Signe que le texte suscite une certaine frustration au sein même de la majorité, la députée Renaissance Monique Iborra a décidé la semaine dernière de céder sa place de co-rapporteure de la proposition, au motif « qu’elle n’allait pas assez loin ».
Réclamant une modulation du prix des Ehpad en fonction des revenus, elle ne participera pas aux débats et ne votera pas la loi, a-t-elle indiqué à l’AFP. « C’est un grand gâchis alors qu’on aurait pu avoir un texte consensuel après les retraites ».
Mardi, le député socialiste Jérôme Guedj a dénoncé la « procrastination » sur le sujet et suggéré une proposition de loi alternative. « Ni le sérieux, ni l’ambition ne sont au rendez-vous dans cette proposition de loi », a dénoncé pour sa part le député Yannick Monnet, en défendant une motion de rejet des communistes. Celle-ci a cependant été repoussée mardi soir.

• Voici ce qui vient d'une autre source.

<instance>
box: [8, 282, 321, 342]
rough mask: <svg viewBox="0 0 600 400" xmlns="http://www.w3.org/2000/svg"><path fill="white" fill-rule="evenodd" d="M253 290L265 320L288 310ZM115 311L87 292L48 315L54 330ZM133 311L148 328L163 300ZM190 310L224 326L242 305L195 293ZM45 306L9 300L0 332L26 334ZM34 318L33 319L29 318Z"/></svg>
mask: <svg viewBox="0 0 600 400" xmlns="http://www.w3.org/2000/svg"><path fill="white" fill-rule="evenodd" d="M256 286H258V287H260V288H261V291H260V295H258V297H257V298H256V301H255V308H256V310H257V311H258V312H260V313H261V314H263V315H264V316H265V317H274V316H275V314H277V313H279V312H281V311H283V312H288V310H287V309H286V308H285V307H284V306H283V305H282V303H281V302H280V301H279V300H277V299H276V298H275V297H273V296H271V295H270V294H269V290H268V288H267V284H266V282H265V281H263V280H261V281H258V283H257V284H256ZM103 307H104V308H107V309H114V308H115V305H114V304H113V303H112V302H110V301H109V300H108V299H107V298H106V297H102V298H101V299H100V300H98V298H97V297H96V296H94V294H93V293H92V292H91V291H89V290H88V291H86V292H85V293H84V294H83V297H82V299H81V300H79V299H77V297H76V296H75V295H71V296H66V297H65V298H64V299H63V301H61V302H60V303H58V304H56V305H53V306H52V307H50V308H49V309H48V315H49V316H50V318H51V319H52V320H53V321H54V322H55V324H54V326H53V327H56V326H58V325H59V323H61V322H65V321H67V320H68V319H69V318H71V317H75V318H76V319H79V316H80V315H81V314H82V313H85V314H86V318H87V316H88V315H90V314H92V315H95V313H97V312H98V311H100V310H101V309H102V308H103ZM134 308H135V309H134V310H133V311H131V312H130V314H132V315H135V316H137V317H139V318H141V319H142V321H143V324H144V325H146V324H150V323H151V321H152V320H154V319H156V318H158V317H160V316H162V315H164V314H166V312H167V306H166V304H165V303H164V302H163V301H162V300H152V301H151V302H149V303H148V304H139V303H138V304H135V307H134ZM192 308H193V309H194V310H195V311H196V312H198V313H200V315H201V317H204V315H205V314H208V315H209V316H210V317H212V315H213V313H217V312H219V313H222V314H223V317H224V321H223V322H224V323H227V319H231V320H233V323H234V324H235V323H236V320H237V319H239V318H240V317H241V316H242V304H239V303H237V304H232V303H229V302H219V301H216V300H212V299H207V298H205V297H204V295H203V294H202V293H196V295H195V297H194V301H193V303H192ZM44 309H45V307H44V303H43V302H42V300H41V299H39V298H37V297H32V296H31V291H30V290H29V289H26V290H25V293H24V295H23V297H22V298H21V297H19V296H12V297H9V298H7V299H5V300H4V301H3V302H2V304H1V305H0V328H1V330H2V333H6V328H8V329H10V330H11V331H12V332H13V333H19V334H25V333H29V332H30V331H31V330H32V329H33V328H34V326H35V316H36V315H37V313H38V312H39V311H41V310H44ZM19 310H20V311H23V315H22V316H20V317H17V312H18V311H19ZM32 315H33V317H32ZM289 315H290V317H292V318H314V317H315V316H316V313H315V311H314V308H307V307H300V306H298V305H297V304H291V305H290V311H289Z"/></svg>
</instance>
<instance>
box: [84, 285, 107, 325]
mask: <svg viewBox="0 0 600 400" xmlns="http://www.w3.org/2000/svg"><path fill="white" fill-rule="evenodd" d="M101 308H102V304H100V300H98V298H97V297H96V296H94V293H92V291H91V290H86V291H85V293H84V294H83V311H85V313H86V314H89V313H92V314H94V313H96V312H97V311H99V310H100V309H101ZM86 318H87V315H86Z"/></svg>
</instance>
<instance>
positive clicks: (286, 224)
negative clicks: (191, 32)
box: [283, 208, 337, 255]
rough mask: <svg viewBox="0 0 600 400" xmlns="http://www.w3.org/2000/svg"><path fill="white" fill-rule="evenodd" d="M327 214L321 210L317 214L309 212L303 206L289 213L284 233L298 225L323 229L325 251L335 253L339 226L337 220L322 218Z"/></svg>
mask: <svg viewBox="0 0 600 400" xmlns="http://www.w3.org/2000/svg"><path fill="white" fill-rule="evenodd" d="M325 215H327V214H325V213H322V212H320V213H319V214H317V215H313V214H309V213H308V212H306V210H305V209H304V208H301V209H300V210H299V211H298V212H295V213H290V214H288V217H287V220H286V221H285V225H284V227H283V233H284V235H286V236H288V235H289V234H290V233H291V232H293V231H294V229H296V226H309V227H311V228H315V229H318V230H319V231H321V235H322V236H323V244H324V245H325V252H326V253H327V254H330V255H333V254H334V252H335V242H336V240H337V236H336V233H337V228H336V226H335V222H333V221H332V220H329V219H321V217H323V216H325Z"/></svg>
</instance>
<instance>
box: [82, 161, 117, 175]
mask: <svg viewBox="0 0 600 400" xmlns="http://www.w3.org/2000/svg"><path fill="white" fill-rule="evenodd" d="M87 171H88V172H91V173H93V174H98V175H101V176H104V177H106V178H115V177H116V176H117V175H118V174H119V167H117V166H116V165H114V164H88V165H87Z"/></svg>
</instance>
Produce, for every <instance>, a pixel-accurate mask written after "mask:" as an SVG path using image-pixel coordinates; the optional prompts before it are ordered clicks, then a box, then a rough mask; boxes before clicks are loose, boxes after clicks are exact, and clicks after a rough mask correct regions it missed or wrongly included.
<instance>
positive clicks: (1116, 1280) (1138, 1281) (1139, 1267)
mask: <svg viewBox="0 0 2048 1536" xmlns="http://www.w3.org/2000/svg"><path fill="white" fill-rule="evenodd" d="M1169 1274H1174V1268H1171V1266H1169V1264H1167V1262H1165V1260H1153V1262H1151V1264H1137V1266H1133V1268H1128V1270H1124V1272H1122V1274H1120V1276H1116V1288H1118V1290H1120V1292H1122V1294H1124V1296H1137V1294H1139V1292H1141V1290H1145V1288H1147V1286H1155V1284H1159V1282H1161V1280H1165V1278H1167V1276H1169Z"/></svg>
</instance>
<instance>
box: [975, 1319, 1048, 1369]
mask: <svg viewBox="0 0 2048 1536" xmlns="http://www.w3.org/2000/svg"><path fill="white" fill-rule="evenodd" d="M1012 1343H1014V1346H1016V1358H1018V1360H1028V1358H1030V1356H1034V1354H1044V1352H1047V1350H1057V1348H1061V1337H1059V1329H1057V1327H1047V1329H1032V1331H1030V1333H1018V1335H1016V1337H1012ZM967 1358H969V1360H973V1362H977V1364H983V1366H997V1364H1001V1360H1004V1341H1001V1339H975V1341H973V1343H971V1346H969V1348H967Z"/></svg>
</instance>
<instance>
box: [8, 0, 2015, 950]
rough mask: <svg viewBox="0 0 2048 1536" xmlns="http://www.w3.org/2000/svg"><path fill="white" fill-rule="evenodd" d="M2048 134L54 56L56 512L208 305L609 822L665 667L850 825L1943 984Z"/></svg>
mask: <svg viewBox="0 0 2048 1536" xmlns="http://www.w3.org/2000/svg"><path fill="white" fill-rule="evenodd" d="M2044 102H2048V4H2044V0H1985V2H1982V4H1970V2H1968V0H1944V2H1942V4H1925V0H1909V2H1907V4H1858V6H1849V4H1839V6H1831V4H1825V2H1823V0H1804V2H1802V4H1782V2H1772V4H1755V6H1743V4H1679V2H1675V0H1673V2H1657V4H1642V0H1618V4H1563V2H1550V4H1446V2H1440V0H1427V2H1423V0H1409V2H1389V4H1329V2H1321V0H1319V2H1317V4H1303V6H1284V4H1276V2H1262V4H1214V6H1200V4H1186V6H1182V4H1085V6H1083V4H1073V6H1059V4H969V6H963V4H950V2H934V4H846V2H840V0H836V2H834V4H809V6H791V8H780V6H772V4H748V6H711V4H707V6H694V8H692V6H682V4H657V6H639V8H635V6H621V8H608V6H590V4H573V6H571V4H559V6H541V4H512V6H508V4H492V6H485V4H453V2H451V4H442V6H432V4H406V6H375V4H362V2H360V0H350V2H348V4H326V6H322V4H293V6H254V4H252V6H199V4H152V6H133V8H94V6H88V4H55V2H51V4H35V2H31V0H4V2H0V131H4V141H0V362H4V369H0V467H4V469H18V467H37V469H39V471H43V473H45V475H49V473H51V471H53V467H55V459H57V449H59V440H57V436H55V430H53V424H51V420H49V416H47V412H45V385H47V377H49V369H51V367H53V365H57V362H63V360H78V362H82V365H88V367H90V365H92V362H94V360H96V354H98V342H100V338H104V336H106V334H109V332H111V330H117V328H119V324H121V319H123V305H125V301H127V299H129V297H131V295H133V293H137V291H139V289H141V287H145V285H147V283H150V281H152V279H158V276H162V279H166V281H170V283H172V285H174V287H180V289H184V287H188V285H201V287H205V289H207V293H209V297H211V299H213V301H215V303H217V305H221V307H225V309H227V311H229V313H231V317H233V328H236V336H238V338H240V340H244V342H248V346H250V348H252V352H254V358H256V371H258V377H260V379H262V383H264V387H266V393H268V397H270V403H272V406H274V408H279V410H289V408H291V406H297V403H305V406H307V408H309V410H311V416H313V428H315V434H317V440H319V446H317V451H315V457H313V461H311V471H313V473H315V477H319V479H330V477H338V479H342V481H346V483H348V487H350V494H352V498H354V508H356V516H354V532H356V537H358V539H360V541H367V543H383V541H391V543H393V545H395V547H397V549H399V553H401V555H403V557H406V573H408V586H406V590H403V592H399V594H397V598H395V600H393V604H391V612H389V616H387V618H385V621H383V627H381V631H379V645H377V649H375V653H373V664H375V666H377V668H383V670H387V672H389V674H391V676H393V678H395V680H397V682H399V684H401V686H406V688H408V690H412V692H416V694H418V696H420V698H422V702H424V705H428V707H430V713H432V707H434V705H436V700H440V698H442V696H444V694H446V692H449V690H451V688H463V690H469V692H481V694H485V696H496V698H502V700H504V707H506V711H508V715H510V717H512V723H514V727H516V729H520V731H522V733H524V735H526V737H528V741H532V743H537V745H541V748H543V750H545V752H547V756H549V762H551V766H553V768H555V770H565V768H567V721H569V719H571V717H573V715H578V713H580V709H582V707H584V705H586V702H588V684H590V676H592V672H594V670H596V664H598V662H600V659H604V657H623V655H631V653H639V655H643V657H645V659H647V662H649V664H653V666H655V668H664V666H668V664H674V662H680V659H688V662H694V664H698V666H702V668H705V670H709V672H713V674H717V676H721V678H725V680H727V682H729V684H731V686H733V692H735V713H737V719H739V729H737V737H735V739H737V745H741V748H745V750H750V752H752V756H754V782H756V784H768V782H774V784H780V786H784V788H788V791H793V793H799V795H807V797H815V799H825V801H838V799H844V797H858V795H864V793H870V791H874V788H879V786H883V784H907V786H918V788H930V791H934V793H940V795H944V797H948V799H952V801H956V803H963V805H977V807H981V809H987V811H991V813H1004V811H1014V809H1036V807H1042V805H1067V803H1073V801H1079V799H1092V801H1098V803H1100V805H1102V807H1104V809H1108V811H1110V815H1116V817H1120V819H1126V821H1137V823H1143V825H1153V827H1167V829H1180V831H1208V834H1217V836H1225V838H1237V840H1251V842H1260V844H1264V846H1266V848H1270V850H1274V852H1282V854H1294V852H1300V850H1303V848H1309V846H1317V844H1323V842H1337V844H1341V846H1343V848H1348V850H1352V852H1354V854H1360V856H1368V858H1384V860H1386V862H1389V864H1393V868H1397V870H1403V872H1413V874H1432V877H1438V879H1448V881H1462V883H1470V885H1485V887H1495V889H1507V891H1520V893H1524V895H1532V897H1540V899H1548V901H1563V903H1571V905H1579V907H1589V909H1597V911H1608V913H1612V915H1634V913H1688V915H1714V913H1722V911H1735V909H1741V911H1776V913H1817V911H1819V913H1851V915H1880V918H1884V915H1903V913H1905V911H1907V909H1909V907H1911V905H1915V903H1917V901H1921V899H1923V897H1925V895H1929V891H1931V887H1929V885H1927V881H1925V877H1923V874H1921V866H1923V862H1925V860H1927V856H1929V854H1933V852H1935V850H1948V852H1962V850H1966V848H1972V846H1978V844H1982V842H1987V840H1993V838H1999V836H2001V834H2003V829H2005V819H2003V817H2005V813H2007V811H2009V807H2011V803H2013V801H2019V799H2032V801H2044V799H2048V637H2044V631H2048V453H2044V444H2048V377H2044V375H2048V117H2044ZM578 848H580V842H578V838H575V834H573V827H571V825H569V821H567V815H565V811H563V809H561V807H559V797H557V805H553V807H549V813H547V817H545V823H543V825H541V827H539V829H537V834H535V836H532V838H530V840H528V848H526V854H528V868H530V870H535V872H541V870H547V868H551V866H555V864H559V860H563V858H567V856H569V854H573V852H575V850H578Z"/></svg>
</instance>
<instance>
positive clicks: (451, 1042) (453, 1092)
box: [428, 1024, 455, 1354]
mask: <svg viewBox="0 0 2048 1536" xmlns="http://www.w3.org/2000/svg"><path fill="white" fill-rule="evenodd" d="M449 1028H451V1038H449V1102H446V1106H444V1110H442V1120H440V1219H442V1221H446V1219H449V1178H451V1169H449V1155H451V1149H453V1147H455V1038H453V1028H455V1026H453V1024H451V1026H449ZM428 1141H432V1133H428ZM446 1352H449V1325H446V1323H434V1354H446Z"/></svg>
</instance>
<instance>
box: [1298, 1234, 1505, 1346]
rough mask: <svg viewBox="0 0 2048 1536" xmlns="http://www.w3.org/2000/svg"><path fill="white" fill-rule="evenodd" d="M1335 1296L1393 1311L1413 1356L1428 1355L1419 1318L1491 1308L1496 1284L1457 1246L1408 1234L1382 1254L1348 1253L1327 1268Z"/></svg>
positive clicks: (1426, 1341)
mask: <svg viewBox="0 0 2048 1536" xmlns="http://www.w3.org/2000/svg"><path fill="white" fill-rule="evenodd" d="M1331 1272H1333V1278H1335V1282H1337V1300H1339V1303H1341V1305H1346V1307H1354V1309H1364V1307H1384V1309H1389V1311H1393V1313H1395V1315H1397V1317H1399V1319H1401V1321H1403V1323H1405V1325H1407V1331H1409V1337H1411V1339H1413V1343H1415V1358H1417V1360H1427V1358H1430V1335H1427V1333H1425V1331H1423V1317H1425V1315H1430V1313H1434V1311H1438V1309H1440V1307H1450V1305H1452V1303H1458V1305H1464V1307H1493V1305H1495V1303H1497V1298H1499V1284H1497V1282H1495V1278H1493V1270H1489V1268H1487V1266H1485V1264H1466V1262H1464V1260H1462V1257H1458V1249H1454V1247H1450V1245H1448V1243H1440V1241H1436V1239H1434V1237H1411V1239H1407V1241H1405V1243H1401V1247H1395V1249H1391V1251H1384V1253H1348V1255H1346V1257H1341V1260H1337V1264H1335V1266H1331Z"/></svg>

Sommé d’être plus ambitieux, l’exécutif a déposé ces derniers jours plusieurs amendements destinés à enrichir le texte. L’un d’entre eux vise à créer dans chaque département « un service public départemental de l’autonomie ». L’idée de ce guichet unique annoncé la semaine dernière est de « mettre en cohérence les différents acteurs de terrain », pour apporter « une réponse globale et coordonnée » sur les questions relatives à l’autonomie.
Les Ehpad privés priés d’investir dans l’accueil
Un autre amendement de l’exécutif vise à obliger les Ehpad privés à consacrer une fraction de leur bénéfice – qui ne peut être supérieur à 10 % – au financement d’« actions en faveur de l’amélioration des conditions d’hébergement et d’accueil des résidents ».
« Cela ne me choque pas plus que cela », a déclaré mardi le directeur général de l’entreprise de maisons de retraite Korian France, Nicolas Merigot. Mais selon lui, « il ne faut pas que ce soit trop stigmatisant pour [le secteur] commercial et que les modalités soient trop restrictives ». Le dirigeant se dit en revanche « perplexe » sur la création du service public territorial de l’autonomie.